None of these success stories could have been possible, though, without the Stars’ - and Lites’ - direct involvement and lots of hard work back in the mid-‘90s.
“It sounds funny, but in my 10 years in Detroit, before I came to Dallas, amateur hockey was never anything I even thought about,” Lites said. “It wasn’t part of the program, you didn’t need to do it. Detroit had rinks everywhere, kids were playing - it just wasn’t part of the thing. But when we came to Dallas, we kind of fell into it because we needed a place to practice and bought what at that time was the Dr Pepper StarCenter Valley Ranch - it was the only ice surface in town, so we had to buy it because we needed a place to practice. And once we bought it, we inherited all the figure skating programs and whatever amateur hockey was played in that building - at the time about 250 people, kids and adults. That was 1993, so we built a second sheet because it was so busy, then we started going to other communities.”

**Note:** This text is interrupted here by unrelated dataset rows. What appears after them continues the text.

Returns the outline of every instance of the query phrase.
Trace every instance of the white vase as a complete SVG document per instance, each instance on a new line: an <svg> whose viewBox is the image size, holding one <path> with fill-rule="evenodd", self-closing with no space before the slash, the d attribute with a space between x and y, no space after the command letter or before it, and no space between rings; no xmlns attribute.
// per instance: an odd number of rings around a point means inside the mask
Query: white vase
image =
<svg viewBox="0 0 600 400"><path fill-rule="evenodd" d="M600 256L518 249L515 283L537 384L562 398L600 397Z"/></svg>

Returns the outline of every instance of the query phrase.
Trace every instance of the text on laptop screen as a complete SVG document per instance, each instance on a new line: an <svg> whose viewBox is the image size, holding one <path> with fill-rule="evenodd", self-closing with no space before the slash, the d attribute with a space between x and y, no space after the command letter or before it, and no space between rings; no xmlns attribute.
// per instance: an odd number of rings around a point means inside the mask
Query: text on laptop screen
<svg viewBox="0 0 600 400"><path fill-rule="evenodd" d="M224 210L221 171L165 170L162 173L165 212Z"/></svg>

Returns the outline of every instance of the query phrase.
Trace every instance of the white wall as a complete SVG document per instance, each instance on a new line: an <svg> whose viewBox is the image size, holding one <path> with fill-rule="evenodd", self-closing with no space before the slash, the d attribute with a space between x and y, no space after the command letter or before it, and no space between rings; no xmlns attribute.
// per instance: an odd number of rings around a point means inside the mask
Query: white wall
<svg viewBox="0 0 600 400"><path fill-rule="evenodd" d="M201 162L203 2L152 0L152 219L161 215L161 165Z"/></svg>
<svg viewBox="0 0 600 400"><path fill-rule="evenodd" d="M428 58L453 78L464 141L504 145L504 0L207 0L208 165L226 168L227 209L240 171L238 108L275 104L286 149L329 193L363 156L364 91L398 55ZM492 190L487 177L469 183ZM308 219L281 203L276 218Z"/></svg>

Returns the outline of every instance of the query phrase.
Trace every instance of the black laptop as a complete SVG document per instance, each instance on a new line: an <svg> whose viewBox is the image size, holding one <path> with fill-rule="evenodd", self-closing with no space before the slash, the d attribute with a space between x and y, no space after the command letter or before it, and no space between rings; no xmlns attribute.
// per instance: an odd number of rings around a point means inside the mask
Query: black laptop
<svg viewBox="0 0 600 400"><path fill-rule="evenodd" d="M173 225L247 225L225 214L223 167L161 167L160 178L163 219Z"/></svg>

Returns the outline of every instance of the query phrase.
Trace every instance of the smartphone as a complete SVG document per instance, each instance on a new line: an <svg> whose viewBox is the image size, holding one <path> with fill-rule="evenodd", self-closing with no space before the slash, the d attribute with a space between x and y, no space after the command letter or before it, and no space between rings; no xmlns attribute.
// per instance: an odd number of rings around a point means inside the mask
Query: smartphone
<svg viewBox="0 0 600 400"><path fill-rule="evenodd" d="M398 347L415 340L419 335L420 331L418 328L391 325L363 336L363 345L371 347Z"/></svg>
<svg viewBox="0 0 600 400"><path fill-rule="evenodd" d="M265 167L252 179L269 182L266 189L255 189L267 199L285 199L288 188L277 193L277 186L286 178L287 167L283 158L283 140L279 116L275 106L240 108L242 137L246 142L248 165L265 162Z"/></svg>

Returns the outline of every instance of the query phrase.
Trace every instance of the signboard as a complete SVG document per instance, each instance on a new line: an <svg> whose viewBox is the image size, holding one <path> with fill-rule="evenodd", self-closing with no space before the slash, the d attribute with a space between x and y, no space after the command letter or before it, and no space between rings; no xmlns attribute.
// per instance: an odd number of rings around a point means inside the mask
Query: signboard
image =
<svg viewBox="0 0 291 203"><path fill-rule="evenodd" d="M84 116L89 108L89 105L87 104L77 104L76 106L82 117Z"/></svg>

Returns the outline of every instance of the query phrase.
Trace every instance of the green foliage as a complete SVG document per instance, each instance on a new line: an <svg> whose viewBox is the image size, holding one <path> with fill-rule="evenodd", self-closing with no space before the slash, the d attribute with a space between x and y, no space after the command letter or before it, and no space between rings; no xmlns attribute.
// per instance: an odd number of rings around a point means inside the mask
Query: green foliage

Over the years, the Stars have built nine facilities in the Metroplex, and when the newest one in McKinney opens next September, they will control 17 ice sheets in the area.
As the overall quantity of players has increased, so has the quality and over the last several seasons, more and more youth clubs have been reaching and succeeding at USA Hockey national tournaments. It was a benchmark when the 2006 Peewee Ice Jets squad became the first team from Texas to win a Tier I national championship and the barriers continue to fall.
“I think this year, obviously sending six (teams to nationals) has been great,” noted Fry. “And over the past six years, we have sent a couple of teams at different age groups each year to nationals, but never six teams. I think it just shows how good the coaching down here is and the development of the players that get an opportunity to move on to the next level. Hockey is really growing here in Texas.”
In addition to these developments, having the first Dallas native drafted by an NHL team (Austin Smith, who just completed his freshman year at Colgate University, was selected by the Stars in the fifth round - 128th overall - of the 2007 Entry Draft) and other younger players gaining more and more attention from major junior teams in Canada and Division I colleges, further demonstrates that the future looks even brighter.
“I started my coaching career in Dallas in 2003,” Tugolukov pointed out. “With Texas being a ‘football state,’ hockey was not such a popular sport for young athletes, and it was hard to be competitive on the national level. In 2003, I could not even dream of my team becoming national champions. Now the number of hockey teams in Dallas is unbelievable and so many of these teams are very successful and competitive on the national arena. We have a Dallas hockey player who was drafted into NHL, a few players are involved in the USA National Team Development Program, and many local players play college hockey. This year, six local teams went to national championships and two Dallas U18 teams played in the final games. It’s an amazing achievement.”
With its recent wave of success, the North Texas area has been universally recognized, along with the Los Angeles metro area, as a model for growing hockey at the grass roots level. Lites even relates how executives in more established NHL cities have come to him for advice on building up their youth programs.
“To have gotten to the point now where the president of the Pittsburgh Penguins came to me while we were there,” Lites recounted. “And he calls me all the time about, ‘How did you do it? How can we do it?’ And Pittsburgh’s been in the NHL for 40 years.”
And how appropriate that Lites himself was there to witness and experience for himself just how far his pet project has come in just 15 seasons.
“It’s been such a privilege for me to work with Jim Lites, who has contributed so much to the growth of youth hockey in Dallas,” Tugolukov said. “Jim has provided tremendous amount of support to not only our team, but also many other organizations in town.”